Every CPG boardroom hears the same phrase: “We’re experimenting with AI.”
Pilots for demand forecasting, trade promotions, or retail analytics are everywhere but most remain isolated. The difference between AI as an experiment and AI in action comes down to four levers: Security, Affordability, Scalability, and Reality Alignment.

Security: Why It Matters.

Scaling AI in CPG requires integrating live operational data—distributor margins, retailer-level sales, trade spends, inventory, and consumer behavior—across ERP, POS, CRM, and cloud systems.
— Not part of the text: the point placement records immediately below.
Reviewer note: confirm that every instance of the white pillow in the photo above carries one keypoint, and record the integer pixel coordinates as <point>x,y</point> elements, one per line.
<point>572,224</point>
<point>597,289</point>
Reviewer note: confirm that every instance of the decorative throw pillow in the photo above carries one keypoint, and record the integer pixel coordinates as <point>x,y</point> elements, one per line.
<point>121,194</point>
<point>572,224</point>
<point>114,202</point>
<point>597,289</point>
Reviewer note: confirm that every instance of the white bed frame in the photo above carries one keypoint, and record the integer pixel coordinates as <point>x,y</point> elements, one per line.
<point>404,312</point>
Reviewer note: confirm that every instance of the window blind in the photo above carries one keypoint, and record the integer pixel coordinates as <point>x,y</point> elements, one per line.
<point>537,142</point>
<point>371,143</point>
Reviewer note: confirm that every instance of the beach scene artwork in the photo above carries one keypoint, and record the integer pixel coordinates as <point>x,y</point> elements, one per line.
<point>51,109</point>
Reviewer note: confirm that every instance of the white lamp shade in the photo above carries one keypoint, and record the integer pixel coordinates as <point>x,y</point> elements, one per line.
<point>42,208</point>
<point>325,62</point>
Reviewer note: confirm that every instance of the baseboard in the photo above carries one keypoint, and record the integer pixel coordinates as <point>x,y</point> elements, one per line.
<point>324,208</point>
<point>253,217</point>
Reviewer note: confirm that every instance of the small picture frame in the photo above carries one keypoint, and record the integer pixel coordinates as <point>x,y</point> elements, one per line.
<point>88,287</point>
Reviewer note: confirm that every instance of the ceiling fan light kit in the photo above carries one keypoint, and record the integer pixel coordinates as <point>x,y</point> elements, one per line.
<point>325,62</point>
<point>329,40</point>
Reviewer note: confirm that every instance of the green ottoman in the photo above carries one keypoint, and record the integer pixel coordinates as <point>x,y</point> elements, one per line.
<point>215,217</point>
This complexity makes security critical, with breaches possible at multiple points:

  • Cloud Exposure: Misconfigured access or weak encryption on third-party cloud platforms can leak sensitive pricing or trade data.

  • Shadow AI: Employees using unapproved AI tools or publicly hosted LLMs (like ChatGPT) can inadvertently expose confidential business data.

  • Raw Data Sharing: Providing raw, sensitive information directly to LLMs (for example, “Here is the financial report, summarize it”) risks the data being processed or stored outside secure enterprise boundaries.

  • Integration Risks: Connecting AI to legacy systems increases the attack surface; one weak link can compromise the entire pipeline.

  • Regulatory Compliance: India’s data privacy laws and global frameworks like GDPR make improper data handling both a legal and reputational risk.

Affordability: How AI becomes Expensive.

AI pilots often seem inexpensive, just a few licenses, a small dataset, and some cloud credits but enterprise-scale deployment is far costlier due to:

  • Infrastructure: Running real-time AI across millions of stores, distributors, and warehouses demands heavy cloud storage and compute power. IDC reports that 40% of operational AI costs are infrastructure-related at scale.

  • Data Preparation: Messy CPG data (inconsistent retailer codes, fragmented POS data) requires extensive cleaning, often accounting for 60–70% of total project costs.

  • Model Maintenance: Seasonal trends, promotions, and shifting consumer behavior require continuous retraining and robust MLOps pipelines.

  • Integration & Change Management: Connecting ERP, CRM, POS, and distributor systems—especially legacy ones—adds hidden costs in training, governance, and workflow redesign.

Scalability: Why Scaling Is Tough.

Scaling AI in CPG isn’t just replicating a model; it means adapting it to operational complexity:

  • Data Diversity: Stores, distributors, and regions produce varying formats and missing fields, limiting model portability.

  • Operational Complexity: Millions of stores, thousands of SKUs, and intricate supply chains make real-time recommendations difficult to maintain.

  • Dynamic Markets: Promotions, seasonality, and consumer behavior change constantly, requiring continuous retraining.

  • Integration Challenges: ERP, CRM, POS, and distributor systems across both legacy and cloud platforms must connect seamlessly for AI to deliver impact.

Far from Reality: Why Most AI Misses the Mark.

Many organizations struggle to integrate AI into their workflows because the solutions they adopt don’t align with their operational realities.

Tools like ChatGPT are excellent for writing emails or answering general questions—but they do little to improve order-taking efficiency in FMCG or drive tangible value on the ground. Most Large Language Models (LLMs) are built for general-purpose intelligence—summarizing text, generating content, or engaging in dialogue.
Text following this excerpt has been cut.